Black Hole Sun by David MacInnis Gill

Published: August 2010
Publisher: Greenwillow Books
Pages: 340
Copy provided by: Library
Summary: Goodreads


Durango is playing the cards he was dealt.

And it’s not a good hand.

He’s lost his family.

He’s lost his crew. And he’s got the scars to prove it.

You don’t want to mess with Durango.


When I finished this book, the thought in my mind was 'I really enjoyed this book .... But!' And I really did enjoy it ....... But there were a few things about it that really puzzled me.

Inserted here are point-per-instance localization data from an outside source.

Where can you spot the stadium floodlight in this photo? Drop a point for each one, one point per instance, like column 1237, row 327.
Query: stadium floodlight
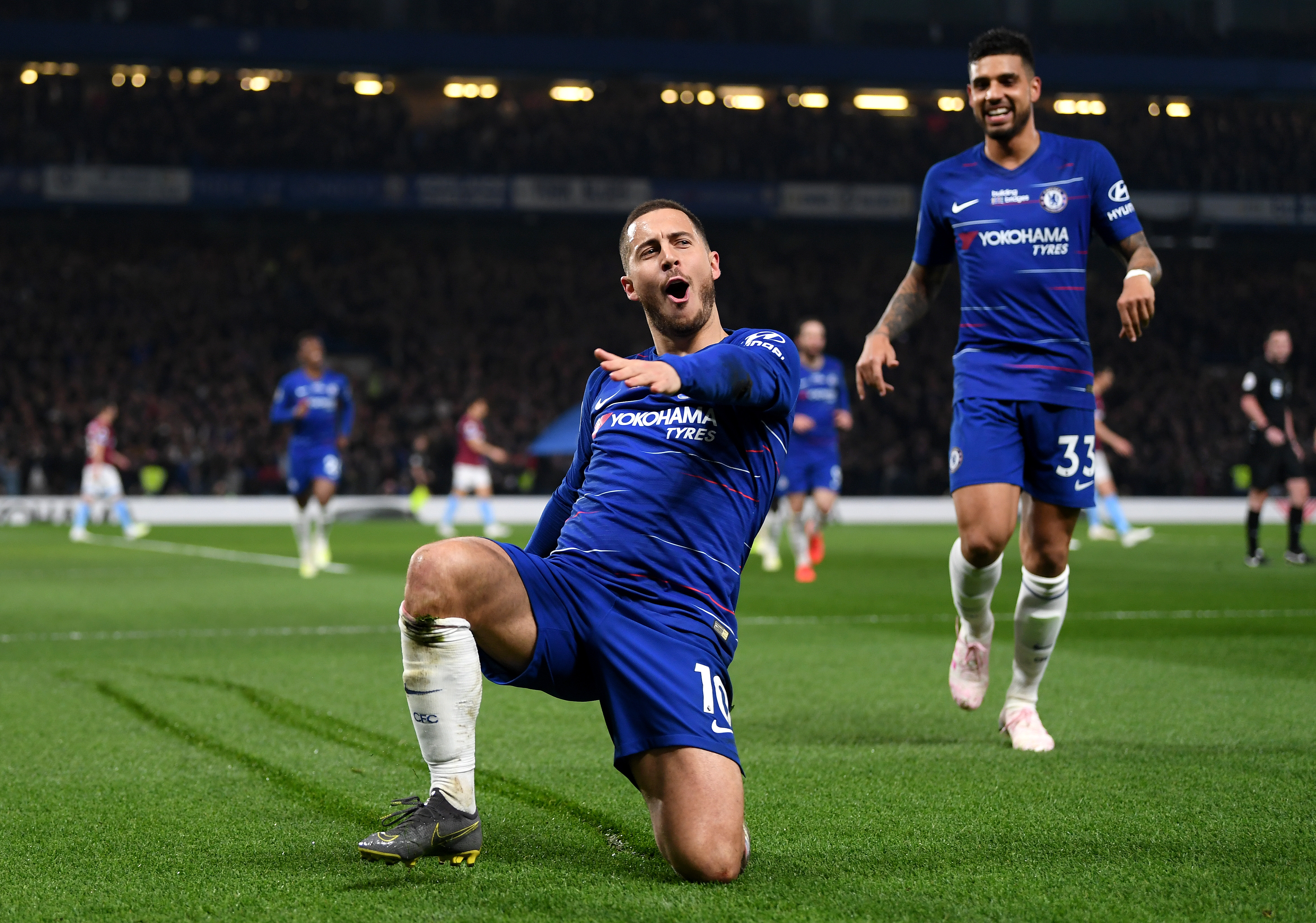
column 368, row 85
column 470, row 88
column 1076, row 104
column 572, row 93
column 884, row 100
column 740, row 98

Firstly, why did we not find out how old the main character is until page 199. (He's 17 by the way). Secondly, if he's that young, why is he leading a bunch of trained Regulators (read soldiers) that are mostly older than he is? Thirdly, why is Mars the way it is? And Fourthly, what the heck does the title have to do with anything? Honestly, I can't come up with a reason for the title at all - may'be I just missed it? I definitely felt that there was some serious backstory missing - the reader is plunged into this futuristic Mars and left to flounder around in confusion for quite some time.

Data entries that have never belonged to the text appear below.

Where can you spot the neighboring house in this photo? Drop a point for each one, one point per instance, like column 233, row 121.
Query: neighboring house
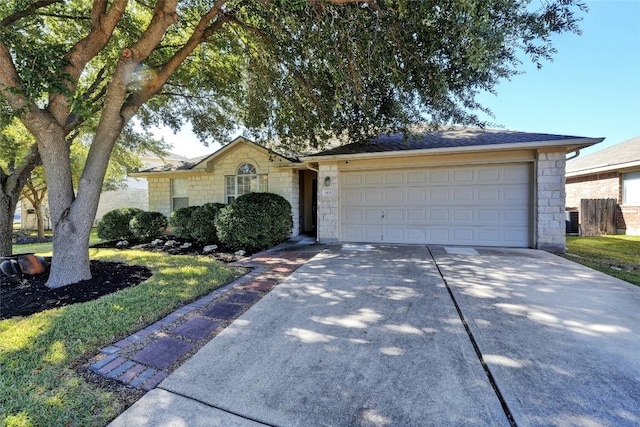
column 453, row 187
column 611, row 173
column 135, row 193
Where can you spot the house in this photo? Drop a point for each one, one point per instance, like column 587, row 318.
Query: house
column 133, row 193
column 611, row 173
column 453, row 187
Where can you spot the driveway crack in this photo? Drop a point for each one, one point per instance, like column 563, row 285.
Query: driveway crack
column 485, row 367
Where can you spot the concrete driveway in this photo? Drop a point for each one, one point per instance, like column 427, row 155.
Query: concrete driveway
column 414, row 336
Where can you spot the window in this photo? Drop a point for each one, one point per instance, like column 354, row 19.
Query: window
column 631, row 188
column 179, row 193
column 246, row 180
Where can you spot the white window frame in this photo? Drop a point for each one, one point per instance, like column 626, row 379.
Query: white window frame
column 631, row 188
column 179, row 193
column 246, row 180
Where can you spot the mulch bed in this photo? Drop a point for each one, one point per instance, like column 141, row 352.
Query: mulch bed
column 23, row 296
column 26, row 295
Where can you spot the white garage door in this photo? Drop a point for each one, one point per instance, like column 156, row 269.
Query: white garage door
column 471, row 205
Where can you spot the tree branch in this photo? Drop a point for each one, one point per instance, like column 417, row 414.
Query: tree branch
column 30, row 10
column 103, row 23
column 200, row 33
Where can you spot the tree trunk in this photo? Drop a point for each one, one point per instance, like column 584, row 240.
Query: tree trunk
column 40, row 221
column 70, row 261
column 7, row 209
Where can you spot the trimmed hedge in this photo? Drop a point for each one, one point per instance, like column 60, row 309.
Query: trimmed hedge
column 202, row 225
column 180, row 221
column 146, row 225
column 114, row 225
column 254, row 222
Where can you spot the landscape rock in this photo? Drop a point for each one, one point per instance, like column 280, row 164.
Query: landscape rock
column 209, row 248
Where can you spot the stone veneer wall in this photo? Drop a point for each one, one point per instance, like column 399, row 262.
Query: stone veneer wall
column 550, row 208
column 205, row 187
column 328, row 197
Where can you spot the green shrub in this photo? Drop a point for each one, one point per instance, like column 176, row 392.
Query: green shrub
column 254, row 222
column 114, row 225
column 180, row 221
column 202, row 223
column 146, row 225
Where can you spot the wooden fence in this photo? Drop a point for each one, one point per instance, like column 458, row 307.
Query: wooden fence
column 598, row 216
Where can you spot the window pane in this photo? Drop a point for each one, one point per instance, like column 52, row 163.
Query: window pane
column 180, row 187
column 180, row 202
column 631, row 188
column 243, row 185
column 246, row 169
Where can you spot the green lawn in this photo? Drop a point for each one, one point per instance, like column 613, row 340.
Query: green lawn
column 618, row 256
column 40, row 384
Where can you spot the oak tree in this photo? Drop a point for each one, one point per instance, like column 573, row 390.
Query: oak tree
column 299, row 71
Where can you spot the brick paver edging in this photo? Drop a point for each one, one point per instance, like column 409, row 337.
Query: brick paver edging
column 160, row 346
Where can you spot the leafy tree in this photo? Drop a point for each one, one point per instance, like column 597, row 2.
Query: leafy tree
column 15, row 140
column 299, row 70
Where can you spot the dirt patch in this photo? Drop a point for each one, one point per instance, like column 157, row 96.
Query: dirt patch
column 26, row 295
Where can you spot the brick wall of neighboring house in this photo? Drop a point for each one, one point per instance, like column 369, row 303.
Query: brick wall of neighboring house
column 629, row 220
column 597, row 186
column 604, row 186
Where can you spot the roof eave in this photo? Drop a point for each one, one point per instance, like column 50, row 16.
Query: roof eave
column 568, row 144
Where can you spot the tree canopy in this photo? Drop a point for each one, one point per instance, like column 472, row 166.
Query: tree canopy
column 301, row 71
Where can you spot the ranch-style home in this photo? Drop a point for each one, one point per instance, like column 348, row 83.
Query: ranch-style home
column 453, row 187
column 610, row 173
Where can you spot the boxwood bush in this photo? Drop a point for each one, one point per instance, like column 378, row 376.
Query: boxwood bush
column 180, row 221
column 114, row 225
column 201, row 223
column 254, row 222
column 147, row 225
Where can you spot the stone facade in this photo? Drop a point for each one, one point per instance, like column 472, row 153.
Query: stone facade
column 328, row 203
column 550, row 221
column 207, row 179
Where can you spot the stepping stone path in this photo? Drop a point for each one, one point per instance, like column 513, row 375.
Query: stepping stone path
column 145, row 358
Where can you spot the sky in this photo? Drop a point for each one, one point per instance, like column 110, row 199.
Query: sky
column 591, row 88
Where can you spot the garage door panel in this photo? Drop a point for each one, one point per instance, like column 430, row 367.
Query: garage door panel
column 416, row 196
column 439, row 215
column 392, row 197
column 394, row 215
column 463, row 176
column 439, row 195
column 463, row 195
column 470, row 205
column 418, row 177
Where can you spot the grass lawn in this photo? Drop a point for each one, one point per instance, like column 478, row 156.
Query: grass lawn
column 617, row 256
column 39, row 384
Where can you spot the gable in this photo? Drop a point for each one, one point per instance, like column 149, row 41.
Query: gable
column 623, row 155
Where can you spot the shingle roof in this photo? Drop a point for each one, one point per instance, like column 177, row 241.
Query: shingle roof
column 184, row 165
column 451, row 138
column 610, row 158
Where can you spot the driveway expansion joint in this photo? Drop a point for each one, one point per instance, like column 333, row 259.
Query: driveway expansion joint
column 145, row 358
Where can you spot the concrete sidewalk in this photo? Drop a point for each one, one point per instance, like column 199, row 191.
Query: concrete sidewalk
column 371, row 336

Now, that said, the story was GREAT! Have you ever watched an episode of 'Firefly' or seen the movie 'Serenity'? Well, 'Black Hole Sun' reads like an episode of Firefly - I was so bummed when they took that series off the air (serious SF tv fan here). The main protagonist in the book, Durango (or Jacob Stringfellow as we find out eventually) is a shoe-in for a younger Malcolm, Vienne for ?(sorry I can't remember her name without watching an episode again - which I might do later today), and Fuse was perfect as the tv character Jane. There are 2, no 3, really kick-ass female characters in the story, and one of them is the villian, nice change there from the usual male character. One of the best things tho' is the interaction between Durango and Mimi - an artificial intelligence inserted into his brain - it's hilarious and she is a character all on her own.

"Fuse whistles and rubs his head.
"You drew this, chief?"
"Affirmative." With help from Mimi.
"Help?" Mimi says. "I created ninety-nine percent of the design."
"Eighty percent."
"Ninety"
"Eighty-five is my final calculation," I say. "Take it or leave it"
"With your math skills, I'll leave it," she says.

Durango and his team of mercenaries end up on an old, almost abandoned mine out in the wilds of Mars and have been hired to protect the miners from the Draeu. (These are majorly revolting cannibalistic creatures that are very puzzling until almost right at the end of the book.) There is continuous action throughout the book with lots of guns and explosions and blood - this book is definitely more for the guys - but there is a tiny, really tiny, thread of romance in there than might just tweak the girls interest - it did mine!

By the end of the book almost everything was explained and I was really glad I had read it ..... but!